Recently, Italian Foreign Minister Matteo Salvini went to the docks of Sicily and spoke to 158 refugees disembarking from an MSF rescue ship. He said to them, “The good times for illegals are over” and “get ready to pack your bags.”
One of my former students was working on that ship and wrote me that day. He had spoken to a refugee woman who had been trafficked and raped uncountable times. He had seen signs of torture on many of these people, and was very upset by the behavior of Mr. Salvini.
Between Brexit, the wave of recently elected nationalist governments, and heart-wrenching pictures of refugees in Bangladesh and migrants on rafts, it is hard to feel good about the state of international compassion. UNHCR reports that over 60 million people, perhaps 0.8% of our species, are presently displaced. As a fraction of the global population, this is four times the rate ever seen in the 1950s and 60s, and more than twice the rate ever seen in the 1990s according to a Pew Research Center report.
Making matters worse, the first UN Humanitarian Summit, the news reporting of sexual abuse by aid workers, and high profile experts all seem to be concluding that the humanitarian system is broken. Taken together – our political mood, numbers in crisis, and ability to underperform – it is a wonderment that the humanitarian community has not either given up or entered into a state of collective depression.
But as health professionals, we should be in the business of collecting and evaluating evidence…and the last half century of evidence makes the aid community look pretty good! In 1963, the ICRC defined humanitarian imperative as “No human caught in a life threatening situation should be denied assistance” – a concept very close to the long-standing French notion of “droit d’ingerence.” Thus, in the 1990s the standard definition of a humanitarian crisis was a situation in which the mortality climbed to four times the baseline. And we as a community have gotten spectacularly good at keeping people alive in the most dire of settings.
The figure below shows the worst measured mortality rates for any given period over the last four decades. These data come from a search of the Centre for Research on the Epidemiology of Disasters (CRED) database and Google Scholar.
While some events may be missing, and some acute events (such as the Haitian Earthquake) kill many people but are not ongoing, there is an overwhelming trend that there are fewer and fewer high mortality crises over time, even though more and more mortality measures are undertaken.
There are certain situations where history has come close to repeating itself and the relief community has done far better more recently. For example, over 400,000 Kurds were trapped on the border with Turkey and experienced a peak death rate of 12.6/1,000/month in the camps, 18 times the baseline mortality with most deaths from diarrhea.
The priorities for refugees and people in crises are no longer primarily about staying alive, they are about reducing suffering and improving quality of life.
Similar intensity crises in Mosul and with the Yazidi in Northern Iraq have produced comparatively little excess non-violent mortality. In 1991, more than half a million Rohingya refugees fled into Eastern Bangladesh and experienced a mortality rate (4.8 deaths/1,000/month) six times their baseline for months. No such elevated mortality reportedly arose when a similar number of Rohingya refugees fled to the same area in 2017.
Thus, the priorities for refugees and people in crises are no longer primarily about staying alive, they are about reducing suffering and improving quality of life. Chronic conditions and mental health needs often account for the majority of patient morbidity, and expectations of building health systems are innately more difficult tasks than controlling measles, acute respiratory infections, and diarrhea: the control priorities in the crises described in the figure above.
We have come a long way. We have likely never been better at keeping refugees and displaced people alive, so the priority has moved to averting suffering.

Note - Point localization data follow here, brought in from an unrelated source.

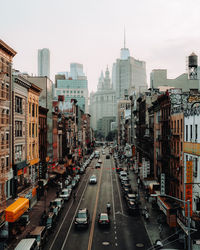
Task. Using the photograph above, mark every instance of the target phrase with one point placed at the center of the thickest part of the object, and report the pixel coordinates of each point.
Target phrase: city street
(125, 232)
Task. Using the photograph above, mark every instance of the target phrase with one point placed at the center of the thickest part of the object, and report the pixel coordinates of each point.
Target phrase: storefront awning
(59, 170)
(15, 210)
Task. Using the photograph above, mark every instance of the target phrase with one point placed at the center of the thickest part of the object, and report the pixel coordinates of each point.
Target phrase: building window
(178, 126)
(186, 132)
(33, 109)
(18, 128)
(33, 134)
(18, 153)
(29, 129)
(181, 125)
(18, 104)
(196, 131)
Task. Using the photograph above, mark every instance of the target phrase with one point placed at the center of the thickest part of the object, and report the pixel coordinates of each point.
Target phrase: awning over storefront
(15, 210)
(168, 210)
(59, 170)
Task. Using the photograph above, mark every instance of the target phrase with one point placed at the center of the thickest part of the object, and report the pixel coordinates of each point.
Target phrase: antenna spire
(124, 38)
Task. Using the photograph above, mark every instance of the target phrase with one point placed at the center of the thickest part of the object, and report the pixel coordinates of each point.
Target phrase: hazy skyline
(161, 33)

It is human nature that our expectations will rise with our competence, leading us to deal with more complex and intractable challenges. Is the humanitarian system overwhelmed? Yes. Is the system broken? Yes. But it is broken primarily by the crush of ever rising expectations, and that is a beautiful thing!
On this World Refugee Day, we should be motivated to do better for the world’s displaced. Better means many things, including more complicated, political, and multi-sectorial roles as humanitarians.
That MSF doctor so outraged by the Italian Minister jesting about “packing your bags” to 158 poor souls without a bag among them admirably responded by writing an editorial in Politico pleading for immigration policy reform in Europe. The editorial has yet to induce any change as Italy has actually started turning away boatloads of those rescued at sea.
As health professionals, that sort of political engagement and corresponding economic and health policy engagement is not within most of our comfort zones or areas of expertise. But, it is what the world’s refugees most need now, and if we don’t make the case, who will?